Cecon entered into a letter of intent (the "LOI") with a reputable Norwegian investor in relation to a potential investment in Cecon of up to NOK 250 million. The potential investment is subject to several conditions including, but not limited to, satisfactory due diligence, removal of parent company guarantee in relation to the US $100 million bond loan (issued by vessel owning subsidiaries) and approval from shareholders and relevant financial creditors. Furthermore, a potential investment in Cecon is assumed to be made on the basis that there is no financial indebtedness at the Cecon level, which is likely to require that the US $10 million bond loan issued by Cecon will have to be converted into equity. Discussions with relevant stakeholders in relation to a potential solution will commence shortly.
The potential investment is based on a pre-money valuation of Cecon of NOK 40 million on a cash and debt free basis (except for trade payables and receivables). However, Cecon and the Investor have agreed that receipt of any of Cecon's outstanding and overdue receivables of approximately US $20 million by the later of 30 November 2010 and closing of the potential investment, shall be to the benefit of current shareholders through a dollar-for-dollar increase of the pre-money valuation.

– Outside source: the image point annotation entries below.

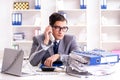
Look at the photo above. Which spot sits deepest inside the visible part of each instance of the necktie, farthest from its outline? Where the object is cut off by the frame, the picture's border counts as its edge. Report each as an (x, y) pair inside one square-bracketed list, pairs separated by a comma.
[(55, 47)]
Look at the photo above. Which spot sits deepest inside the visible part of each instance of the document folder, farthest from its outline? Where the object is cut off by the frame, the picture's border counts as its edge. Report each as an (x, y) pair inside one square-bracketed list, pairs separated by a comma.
[(96, 57)]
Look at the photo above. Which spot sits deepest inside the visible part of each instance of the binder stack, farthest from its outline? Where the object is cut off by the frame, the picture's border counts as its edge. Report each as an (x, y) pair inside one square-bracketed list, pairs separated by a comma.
[(94, 57), (37, 4), (103, 4), (16, 18), (83, 4)]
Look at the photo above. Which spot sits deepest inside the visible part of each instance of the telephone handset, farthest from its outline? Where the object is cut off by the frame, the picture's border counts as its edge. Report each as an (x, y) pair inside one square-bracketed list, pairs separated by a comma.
[(51, 37)]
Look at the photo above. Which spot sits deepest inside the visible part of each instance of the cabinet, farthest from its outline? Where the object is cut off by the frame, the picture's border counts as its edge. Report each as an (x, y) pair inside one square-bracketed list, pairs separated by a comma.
[(30, 23), (110, 26), (76, 18), (89, 23)]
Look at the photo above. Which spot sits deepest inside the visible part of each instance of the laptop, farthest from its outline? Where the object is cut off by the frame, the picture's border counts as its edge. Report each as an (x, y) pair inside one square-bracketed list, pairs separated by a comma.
[(12, 62)]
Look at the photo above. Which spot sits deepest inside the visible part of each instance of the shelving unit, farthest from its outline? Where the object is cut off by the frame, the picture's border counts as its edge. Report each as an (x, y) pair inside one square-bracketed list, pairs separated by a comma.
[(31, 22), (110, 26), (76, 18), (94, 30)]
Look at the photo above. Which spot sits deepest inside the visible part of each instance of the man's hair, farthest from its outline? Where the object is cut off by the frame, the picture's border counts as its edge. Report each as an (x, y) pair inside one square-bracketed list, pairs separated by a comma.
[(56, 17)]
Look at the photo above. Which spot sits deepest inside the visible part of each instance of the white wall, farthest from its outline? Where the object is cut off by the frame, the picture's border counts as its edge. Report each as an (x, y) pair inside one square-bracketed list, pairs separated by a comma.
[(5, 28)]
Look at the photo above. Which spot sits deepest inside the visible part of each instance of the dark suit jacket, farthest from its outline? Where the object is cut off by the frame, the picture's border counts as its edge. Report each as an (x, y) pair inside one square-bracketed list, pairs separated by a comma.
[(66, 45)]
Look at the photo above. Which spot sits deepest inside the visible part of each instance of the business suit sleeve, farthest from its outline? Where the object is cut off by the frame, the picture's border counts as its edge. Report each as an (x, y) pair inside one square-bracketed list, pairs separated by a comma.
[(70, 45), (34, 57), (74, 45)]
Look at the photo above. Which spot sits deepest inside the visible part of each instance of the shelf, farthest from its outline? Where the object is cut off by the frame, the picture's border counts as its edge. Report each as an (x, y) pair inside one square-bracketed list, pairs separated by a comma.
[(110, 26), (71, 10), (23, 42), (115, 41), (29, 10), (26, 26), (110, 10)]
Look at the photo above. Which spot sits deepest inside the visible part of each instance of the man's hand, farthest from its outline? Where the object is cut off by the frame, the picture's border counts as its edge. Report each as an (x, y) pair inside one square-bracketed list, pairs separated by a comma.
[(49, 61), (48, 30)]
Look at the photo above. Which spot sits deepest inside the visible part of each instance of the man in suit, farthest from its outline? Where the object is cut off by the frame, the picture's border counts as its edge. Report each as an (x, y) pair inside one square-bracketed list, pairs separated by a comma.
[(66, 43)]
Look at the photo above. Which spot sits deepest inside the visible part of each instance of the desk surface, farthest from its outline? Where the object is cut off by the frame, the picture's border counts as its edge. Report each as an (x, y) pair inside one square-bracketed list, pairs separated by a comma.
[(61, 75)]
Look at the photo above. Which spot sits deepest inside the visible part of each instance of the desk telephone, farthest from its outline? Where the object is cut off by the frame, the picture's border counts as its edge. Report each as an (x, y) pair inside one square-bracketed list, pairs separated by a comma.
[(51, 37)]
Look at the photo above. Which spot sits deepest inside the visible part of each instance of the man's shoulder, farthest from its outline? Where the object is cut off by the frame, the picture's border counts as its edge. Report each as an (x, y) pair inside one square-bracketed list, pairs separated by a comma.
[(39, 36), (69, 36)]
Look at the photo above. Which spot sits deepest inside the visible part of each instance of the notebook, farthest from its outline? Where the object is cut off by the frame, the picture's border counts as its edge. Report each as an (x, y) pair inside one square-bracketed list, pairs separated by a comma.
[(12, 62)]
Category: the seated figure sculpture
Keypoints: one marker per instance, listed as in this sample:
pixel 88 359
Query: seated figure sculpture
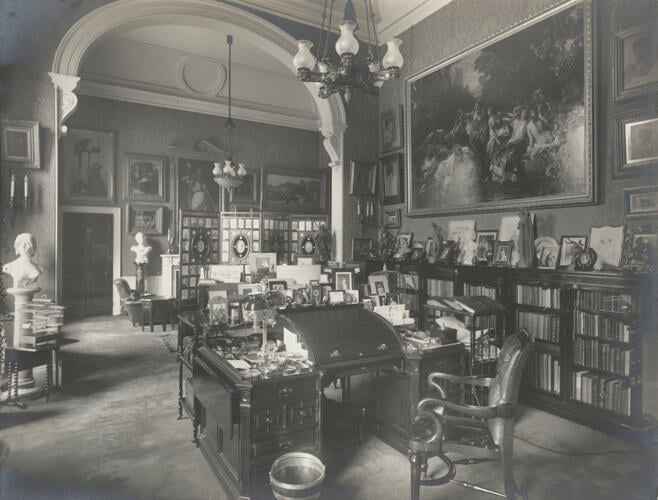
pixel 23 270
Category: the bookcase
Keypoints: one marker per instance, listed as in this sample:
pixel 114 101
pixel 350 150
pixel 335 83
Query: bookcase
pixel 595 332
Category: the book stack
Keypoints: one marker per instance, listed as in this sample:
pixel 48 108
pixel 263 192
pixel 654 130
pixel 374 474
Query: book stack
pixel 542 326
pixel 440 288
pixel 533 295
pixel 607 392
pixel 42 324
pixel 545 372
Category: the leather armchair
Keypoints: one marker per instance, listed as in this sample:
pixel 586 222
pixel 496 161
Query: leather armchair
pixel 483 432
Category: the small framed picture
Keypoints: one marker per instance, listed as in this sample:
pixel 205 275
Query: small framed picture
pixel 546 251
pixel 485 242
pixel 363 176
pixel 277 285
pixel 569 245
pixel 641 201
pixel 636 68
pixel 503 253
pixel 392 218
pixel 391 175
pixel 144 177
pixel 337 297
pixel 145 219
pixel 390 129
pixel 635 145
pixel 361 248
pixel 607 242
pixel 19 143
pixel 343 280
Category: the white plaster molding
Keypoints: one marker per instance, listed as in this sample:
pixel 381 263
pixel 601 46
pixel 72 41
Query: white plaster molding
pixel 66 98
pixel 257 112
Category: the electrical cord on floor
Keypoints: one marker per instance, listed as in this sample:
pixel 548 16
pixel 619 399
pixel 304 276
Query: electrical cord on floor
pixel 581 454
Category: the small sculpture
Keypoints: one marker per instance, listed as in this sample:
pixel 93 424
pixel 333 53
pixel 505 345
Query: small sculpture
pixel 323 244
pixel 23 270
pixel 141 250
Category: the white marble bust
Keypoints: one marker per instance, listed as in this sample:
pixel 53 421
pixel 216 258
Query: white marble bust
pixel 23 270
pixel 141 250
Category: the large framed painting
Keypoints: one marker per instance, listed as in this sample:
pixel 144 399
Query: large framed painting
pixel 87 167
pixel 144 178
pixel 635 146
pixel 636 61
pixel 506 123
pixel 295 191
pixel 194 186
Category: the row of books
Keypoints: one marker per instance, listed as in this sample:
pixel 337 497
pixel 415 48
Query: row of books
pixel 593 353
pixel 440 288
pixel 544 372
pixel 542 326
pixel 609 302
pixel 534 295
pixel 487 291
pixel 594 325
pixel 610 393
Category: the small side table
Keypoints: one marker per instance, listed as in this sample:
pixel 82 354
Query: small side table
pixel 23 358
pixel 159 310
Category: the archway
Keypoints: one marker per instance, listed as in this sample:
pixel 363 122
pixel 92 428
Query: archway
pixel 123 14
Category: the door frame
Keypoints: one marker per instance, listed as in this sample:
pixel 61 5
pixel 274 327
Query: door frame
pixel 115 212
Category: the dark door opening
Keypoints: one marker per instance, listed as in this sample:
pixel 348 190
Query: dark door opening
pixel 87 264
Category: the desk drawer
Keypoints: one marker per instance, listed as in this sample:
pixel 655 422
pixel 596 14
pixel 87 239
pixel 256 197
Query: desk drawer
pixel 283 390
pixel 285 443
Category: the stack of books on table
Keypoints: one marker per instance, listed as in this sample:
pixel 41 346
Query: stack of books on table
pixel 42 325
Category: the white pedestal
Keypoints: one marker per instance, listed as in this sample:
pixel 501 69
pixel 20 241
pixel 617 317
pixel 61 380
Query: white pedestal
pixel 22 296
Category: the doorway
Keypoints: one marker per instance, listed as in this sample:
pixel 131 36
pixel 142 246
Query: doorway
pixel 87 264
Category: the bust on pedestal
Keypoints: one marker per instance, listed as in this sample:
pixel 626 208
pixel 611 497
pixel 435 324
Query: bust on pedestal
pixel 141 251
pixel 24 273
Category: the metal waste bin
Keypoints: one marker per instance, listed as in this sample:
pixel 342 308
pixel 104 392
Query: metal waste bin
pixel 297 476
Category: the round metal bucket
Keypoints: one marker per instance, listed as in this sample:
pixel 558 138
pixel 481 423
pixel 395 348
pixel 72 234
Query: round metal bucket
pixel 297 476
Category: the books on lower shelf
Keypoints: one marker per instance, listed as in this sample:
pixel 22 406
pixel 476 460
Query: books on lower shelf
pixel 544 372
pixel 607 392
pixel 534 295
pixel 542 326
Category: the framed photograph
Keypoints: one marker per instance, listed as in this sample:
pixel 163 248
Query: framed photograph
pixel 569 245
pixel 502 253
pixel 485 242
pixel 390 129
pixel 546 252
pixel 391 173
pixel 297 191
pixel 362 248
pixel 247 195
pixel 393 218
pixel 641 201
pixel 343 280
pixel 607 242
pixel 277 285
pixel 144 178
pixel 447 253
pixel 635 146
pixel 452 164
pixel 19 143
pixel 87 167
pixel 640 245
pixel 635 67
pixel 145 219
pixel 363 178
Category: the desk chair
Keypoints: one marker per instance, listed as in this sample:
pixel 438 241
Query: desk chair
pixel 483 432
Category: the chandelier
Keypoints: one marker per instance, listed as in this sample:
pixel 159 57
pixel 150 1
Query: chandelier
pixel 346 75
pixel 229 176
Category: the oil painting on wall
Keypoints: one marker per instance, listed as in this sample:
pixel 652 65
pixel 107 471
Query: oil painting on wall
pixel 507 123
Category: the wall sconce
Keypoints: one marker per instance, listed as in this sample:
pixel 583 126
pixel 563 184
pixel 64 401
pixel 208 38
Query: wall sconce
pixel 14 201
pixel 365 210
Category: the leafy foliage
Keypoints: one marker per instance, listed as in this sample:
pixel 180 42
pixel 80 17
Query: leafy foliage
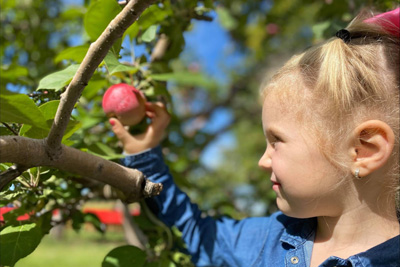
pixel 45 41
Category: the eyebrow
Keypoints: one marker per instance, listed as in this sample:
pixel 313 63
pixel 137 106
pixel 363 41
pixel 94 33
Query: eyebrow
pixel 272 131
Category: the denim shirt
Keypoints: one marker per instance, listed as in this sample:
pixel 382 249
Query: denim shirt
pixel 277 240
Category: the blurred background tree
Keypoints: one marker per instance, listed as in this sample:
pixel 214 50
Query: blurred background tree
pixel 216 55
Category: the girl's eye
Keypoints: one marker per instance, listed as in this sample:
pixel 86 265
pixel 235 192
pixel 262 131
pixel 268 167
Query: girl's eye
pixel 274 141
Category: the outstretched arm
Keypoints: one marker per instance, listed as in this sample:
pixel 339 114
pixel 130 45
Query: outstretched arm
pixel 223 242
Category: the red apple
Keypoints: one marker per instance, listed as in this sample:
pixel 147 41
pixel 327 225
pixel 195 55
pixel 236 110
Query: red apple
pixel 125 103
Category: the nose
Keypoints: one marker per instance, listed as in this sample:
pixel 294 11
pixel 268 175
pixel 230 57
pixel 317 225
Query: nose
pixel 265 161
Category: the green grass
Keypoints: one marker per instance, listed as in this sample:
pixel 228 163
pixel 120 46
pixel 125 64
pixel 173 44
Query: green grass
pixel 84 249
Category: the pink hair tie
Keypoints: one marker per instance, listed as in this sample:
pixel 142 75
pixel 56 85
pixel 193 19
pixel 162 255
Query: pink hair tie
pixel 390 21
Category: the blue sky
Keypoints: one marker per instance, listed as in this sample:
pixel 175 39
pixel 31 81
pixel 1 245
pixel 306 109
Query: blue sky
pixel 214 55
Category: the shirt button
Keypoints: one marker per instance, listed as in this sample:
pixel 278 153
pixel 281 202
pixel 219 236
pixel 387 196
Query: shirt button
pixel 294 260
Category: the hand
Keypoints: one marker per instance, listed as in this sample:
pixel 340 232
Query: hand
pixel 153 135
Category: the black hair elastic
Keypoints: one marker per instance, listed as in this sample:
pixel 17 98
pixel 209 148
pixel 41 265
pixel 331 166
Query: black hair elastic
pixel 344 35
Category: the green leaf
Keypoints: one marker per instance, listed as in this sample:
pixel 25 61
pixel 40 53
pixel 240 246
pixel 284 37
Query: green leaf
pixel 154 14
pixel 114 66
pixel 125 256
pixel 226 19
pixel 17 242
pixel 149 34
pixel 99 15
pixel 93 87
pixel 76 54
pixel 132 31
pixel 48 110
pixel 59 79
pixel 19 108
pixel 186 78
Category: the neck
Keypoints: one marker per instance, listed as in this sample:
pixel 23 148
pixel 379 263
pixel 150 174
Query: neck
pixel 361 225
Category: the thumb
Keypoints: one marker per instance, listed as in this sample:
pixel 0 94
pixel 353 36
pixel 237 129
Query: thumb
pixel 119 130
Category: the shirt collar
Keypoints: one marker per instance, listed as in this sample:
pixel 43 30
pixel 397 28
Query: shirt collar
pixel 297 231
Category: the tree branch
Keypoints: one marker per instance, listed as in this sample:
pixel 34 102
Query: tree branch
pixel 10 174
pixel 29 153
pixel 96 53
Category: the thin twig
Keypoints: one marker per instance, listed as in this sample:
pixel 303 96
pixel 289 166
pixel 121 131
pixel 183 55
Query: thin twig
pixel 9 128
pixel 95 55
pixel 10 174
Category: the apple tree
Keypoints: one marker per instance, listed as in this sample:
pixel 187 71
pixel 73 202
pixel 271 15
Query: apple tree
pixel 56 148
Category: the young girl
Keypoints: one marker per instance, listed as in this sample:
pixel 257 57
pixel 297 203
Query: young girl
pixel 331 121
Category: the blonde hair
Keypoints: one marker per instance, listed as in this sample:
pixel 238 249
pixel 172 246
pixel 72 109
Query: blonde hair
pixel 345 83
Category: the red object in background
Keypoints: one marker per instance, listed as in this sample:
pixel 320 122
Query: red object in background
pixel 7 209
pixel 110 216
pixel 106 216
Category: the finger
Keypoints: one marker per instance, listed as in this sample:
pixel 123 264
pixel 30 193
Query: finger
pixel 119 130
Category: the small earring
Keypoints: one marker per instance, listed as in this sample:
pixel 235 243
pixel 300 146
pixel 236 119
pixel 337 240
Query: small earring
pixel 357 173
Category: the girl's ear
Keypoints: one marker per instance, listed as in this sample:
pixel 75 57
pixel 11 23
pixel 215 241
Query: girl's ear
pixel 373 147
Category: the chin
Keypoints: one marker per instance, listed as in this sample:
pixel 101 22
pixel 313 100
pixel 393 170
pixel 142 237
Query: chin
pixel 294 212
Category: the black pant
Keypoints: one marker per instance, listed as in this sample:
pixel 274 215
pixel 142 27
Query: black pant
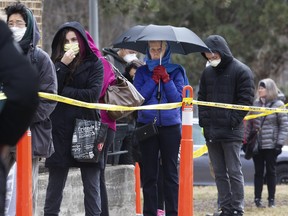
pixel 167 142
pixel 265 158
pixel 3 175
pixel 104 197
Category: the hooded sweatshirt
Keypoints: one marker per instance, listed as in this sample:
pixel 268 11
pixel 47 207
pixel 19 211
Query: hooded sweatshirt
pixel 108 79
pixel 230 82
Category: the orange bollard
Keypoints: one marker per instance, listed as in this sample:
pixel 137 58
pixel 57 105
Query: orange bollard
pixel 138 189
pixel 24 176
pixel 185 201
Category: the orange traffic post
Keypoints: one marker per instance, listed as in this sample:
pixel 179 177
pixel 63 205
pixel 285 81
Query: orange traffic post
pixel 185 201
pixel 138 189
pixel 24 176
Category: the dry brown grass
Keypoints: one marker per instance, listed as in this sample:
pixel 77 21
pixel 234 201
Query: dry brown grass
pixel 205 201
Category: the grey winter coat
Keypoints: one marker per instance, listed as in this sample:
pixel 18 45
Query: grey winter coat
pixel 41 126
pixel 274 129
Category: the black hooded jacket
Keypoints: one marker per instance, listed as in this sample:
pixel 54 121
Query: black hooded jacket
pixel 85 85
pixel 231 82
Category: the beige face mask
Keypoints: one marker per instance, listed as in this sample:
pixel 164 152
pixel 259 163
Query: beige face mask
pixel 73 46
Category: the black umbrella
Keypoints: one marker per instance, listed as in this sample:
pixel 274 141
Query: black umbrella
pixel 180 39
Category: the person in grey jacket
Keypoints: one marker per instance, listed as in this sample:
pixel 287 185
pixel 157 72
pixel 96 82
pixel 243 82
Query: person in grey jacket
pixel 271 138
pixel 226 80
pixel 25 31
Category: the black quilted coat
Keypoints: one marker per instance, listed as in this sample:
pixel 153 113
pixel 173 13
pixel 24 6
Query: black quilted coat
pixel 85 86
pixel 231 82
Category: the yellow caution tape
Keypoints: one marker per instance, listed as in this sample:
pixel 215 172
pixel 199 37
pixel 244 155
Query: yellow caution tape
pixel 199 152
pixel 248 117
pixel 240 107
pixel 110 107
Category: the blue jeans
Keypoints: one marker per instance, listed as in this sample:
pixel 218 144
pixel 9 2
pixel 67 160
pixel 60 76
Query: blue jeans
pixel 225 159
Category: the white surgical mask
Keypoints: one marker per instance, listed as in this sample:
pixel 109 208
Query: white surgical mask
pixel 130 57
pixel 73 46
pixel 215 63
pixel 18 33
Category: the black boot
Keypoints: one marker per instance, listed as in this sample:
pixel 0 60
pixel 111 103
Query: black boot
pixel 271 203
pixel 258 203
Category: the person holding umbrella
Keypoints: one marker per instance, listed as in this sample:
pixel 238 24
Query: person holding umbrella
pixel 160 81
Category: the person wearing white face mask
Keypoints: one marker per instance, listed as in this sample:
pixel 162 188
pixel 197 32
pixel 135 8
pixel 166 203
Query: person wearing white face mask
pixel 26 33
pixel 225 80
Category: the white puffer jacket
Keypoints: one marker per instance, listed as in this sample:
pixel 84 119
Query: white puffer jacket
pixel 274 129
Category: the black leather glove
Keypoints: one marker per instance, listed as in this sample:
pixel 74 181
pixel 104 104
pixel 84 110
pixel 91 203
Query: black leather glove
pixel 278 149
pixel 244 147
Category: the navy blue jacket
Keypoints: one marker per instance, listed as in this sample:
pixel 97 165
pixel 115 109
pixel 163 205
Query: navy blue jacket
pixel 171 92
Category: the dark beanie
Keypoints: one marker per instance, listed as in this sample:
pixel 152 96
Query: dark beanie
pixel 262 84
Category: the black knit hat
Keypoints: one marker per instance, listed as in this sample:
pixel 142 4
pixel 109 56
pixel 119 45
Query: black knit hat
pixel 262 84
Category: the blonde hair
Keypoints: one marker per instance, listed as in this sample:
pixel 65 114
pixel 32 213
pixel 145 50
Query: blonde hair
pixel 271 89
pixel 163 43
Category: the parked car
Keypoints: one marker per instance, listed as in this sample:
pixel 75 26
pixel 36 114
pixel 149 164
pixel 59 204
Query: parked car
pixel 202 175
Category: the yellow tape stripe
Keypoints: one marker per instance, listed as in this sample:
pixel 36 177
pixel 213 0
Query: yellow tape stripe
pixel 110 107
pixel 240 107
pixel 199 152
pixel 248 117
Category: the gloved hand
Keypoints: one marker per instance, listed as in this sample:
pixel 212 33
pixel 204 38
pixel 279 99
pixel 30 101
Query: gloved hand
pixel 161 71
pixel 244 147
pixel 156 78
pixel 278 149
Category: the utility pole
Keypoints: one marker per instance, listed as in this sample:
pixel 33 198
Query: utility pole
pixel 93 21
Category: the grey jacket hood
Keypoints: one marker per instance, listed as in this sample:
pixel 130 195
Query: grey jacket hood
pixel 218 44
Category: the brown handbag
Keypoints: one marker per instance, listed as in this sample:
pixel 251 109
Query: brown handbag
pixel 122 93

If a binding agreement is entered into on the terms of the LOI, it is assumed that the investment will be structured as a fully underwritten directed share offering in Cecon with a guaranteed allocation to the Investor sufficient to ensure the Investor an ownership of minimum 51% of all issued shares following the directed share offering. Existing shareholders of Cecon will also be invited to participate in the directed share offering. It is anticipated that completion of the potential investment could occur during fourth quarter of 2010.